Principle of synthetic peptides
Polypeptide synthesis is how to connect various amino acid units according to the amino acid arrangement order and connection mode of natural products. Since amino acids are present in the intramolecular zwitterionic form (H3+NCH(R)COO-) under neutral conditions, the direct condensation of amino acids to form an amide bond is difficult under normal conditions.
The amino acid ester has a high reactivity.
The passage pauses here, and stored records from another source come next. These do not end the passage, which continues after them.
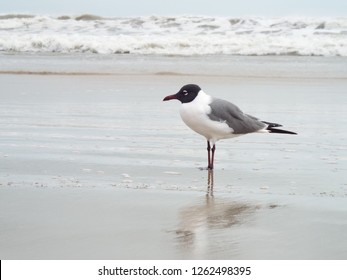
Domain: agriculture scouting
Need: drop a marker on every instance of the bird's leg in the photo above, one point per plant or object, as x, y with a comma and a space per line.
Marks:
212, 160
209, 155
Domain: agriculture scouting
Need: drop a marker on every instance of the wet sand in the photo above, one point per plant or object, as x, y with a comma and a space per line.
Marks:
95, 166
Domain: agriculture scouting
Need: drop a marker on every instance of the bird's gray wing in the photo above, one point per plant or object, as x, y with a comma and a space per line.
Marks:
224, 111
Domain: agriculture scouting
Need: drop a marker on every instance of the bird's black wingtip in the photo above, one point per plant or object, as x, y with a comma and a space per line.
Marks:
282, 131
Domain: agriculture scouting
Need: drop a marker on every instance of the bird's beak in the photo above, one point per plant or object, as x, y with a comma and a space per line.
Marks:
170, 97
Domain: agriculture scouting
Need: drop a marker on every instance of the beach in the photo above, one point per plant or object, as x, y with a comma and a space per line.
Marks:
95, 166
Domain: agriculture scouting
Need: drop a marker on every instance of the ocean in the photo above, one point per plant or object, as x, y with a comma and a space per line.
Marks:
173, 36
The peptide ester can be polymerized by heating at 100 ° C or at room temperature for a long time, but the reaction is not oriented. The esters of the two amino acids a1 and a2 will form a1a2..., a1a1..., a2a1, etc. during polymerization. a mixture of sequences.
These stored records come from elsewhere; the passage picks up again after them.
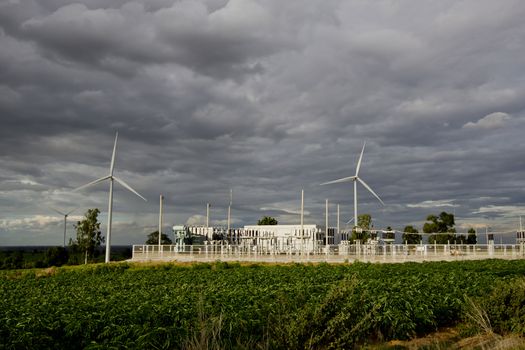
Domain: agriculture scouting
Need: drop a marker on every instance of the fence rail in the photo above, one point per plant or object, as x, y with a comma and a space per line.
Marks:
334, 253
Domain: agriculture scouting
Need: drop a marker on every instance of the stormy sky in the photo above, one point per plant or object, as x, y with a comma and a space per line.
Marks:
265, 97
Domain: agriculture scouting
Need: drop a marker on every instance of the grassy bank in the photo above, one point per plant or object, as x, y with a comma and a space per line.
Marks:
224, 305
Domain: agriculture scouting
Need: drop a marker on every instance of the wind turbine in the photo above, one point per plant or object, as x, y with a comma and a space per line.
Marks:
111, 178
65, 220
355, 179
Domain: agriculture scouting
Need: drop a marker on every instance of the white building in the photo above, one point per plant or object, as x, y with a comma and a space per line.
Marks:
282, 238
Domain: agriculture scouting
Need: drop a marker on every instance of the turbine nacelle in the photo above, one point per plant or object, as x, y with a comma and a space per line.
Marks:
111, 178
356, 179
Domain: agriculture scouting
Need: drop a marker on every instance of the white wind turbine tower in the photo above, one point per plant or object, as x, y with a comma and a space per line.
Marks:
356, 179
65, 220
111, 178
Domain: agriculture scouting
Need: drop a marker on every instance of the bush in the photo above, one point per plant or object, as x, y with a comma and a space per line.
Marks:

In order to obtain a synthetic polypeptide having a specific sequence, it is not feasible to employ any polymerization method, and only a stepwise condensation-directed polypeptide synthesis method can be employed. Generally, it is represented by the following formula, in which an amino group or a carboxyl group which does not require a reaction is temporarily protected with a suitable group, and then a ligation reaction is carried out to ensure the orientation of the synthesis of the polypeptide.
X and Q in the formula are a protecting group for an amino group and a carboxyl group, respectively, which not only prevent the occurrence of a side-by-side reaction, but also have the effect of eliminating the zwitterionic form of the amino acid and making it soluble in an organic solvent.
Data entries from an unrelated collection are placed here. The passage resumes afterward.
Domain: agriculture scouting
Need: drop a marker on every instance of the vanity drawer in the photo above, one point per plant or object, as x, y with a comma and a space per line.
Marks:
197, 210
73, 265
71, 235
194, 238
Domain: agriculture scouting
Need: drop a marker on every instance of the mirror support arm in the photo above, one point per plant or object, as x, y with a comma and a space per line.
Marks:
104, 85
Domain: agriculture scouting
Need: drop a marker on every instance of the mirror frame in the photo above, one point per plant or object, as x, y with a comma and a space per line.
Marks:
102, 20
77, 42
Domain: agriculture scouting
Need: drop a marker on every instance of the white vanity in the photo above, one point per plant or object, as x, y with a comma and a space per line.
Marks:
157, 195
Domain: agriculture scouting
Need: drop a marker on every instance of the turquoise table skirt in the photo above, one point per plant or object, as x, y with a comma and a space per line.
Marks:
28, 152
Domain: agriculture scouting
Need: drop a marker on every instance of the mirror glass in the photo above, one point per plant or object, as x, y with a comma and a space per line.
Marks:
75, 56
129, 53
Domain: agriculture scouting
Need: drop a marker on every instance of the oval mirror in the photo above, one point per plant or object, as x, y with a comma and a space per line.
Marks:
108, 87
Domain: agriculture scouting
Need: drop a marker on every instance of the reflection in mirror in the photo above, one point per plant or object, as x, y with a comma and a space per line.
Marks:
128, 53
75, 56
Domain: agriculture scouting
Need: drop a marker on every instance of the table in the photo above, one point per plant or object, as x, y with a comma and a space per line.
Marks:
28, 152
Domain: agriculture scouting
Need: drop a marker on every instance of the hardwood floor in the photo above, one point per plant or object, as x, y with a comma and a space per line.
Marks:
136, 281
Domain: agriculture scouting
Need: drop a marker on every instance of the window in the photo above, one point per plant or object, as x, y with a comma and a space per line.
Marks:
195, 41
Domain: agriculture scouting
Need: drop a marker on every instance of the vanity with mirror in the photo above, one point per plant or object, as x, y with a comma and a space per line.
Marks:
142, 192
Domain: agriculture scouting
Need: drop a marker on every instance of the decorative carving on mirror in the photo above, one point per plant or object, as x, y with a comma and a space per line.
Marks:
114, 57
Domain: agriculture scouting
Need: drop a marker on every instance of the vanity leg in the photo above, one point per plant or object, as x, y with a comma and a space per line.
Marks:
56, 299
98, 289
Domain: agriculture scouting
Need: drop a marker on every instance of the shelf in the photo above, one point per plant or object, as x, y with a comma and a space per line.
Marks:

In some cases, Q may not be a covalently bonded group, but an organic cation composed of an organic strong base such as triethylamine and a carboxyl hydrogen ion of an amino acid. Y is a strong electron withdrawing group which activates the carboxyl group and favors the free amino group of another amino acid, and nucleophilic attack on the carboxyl carbon atom of the activated carboxyl group to form an amide bond.
The ligation product thus obtained is a protective peptide having a protective group at both the N-terminus and the C-terminus, and a free peptide can be obtained after the protective group is removed. If the peptide chain does not end here, but it is also necessary to extend the peptide chain from the N-terminus or the C-terminus, then X or Q can be selectively removed first, followed by a new N-protected amino acid (or peptide) or C-protection. The amino acid (or peptide) is ligated a second time and is repeated in sequence until the desired length of the peptide chain.
For peptide synthesis of long peptides, there are generally two ways of gradual growth and fragment condensation of two elongated peptide chains, the former starting with the starting amino acid (or peptide). Each time it is ligated, one amino acid is lengthened, and the latter is a new long peptide chain obtained by condensing the N-protected peptide with the C-protected peptide to obtain the length of both.
For peptides containing amino acids with side chain functional groups such as glutamic acid, aspartic acid, lysine, arginine, histidine, cysteine, etc., in order to avoid side chain function Side reactions caused by the group generally require temporary protection of the side chain groups with appropriate protecting groups. 
Method and principle of synthesizing polypeptide
Synthetic polypeptides are compounds in which alpha-amino acids are linked together by peptide chains, which are also intermediates in protein hydrolysis. A compound obtained by dehydration condensation of two amino acid molecules is called a dipeptide, and analogously, a tripeptide, a tetrapeptide, a pentapeptide, and the like.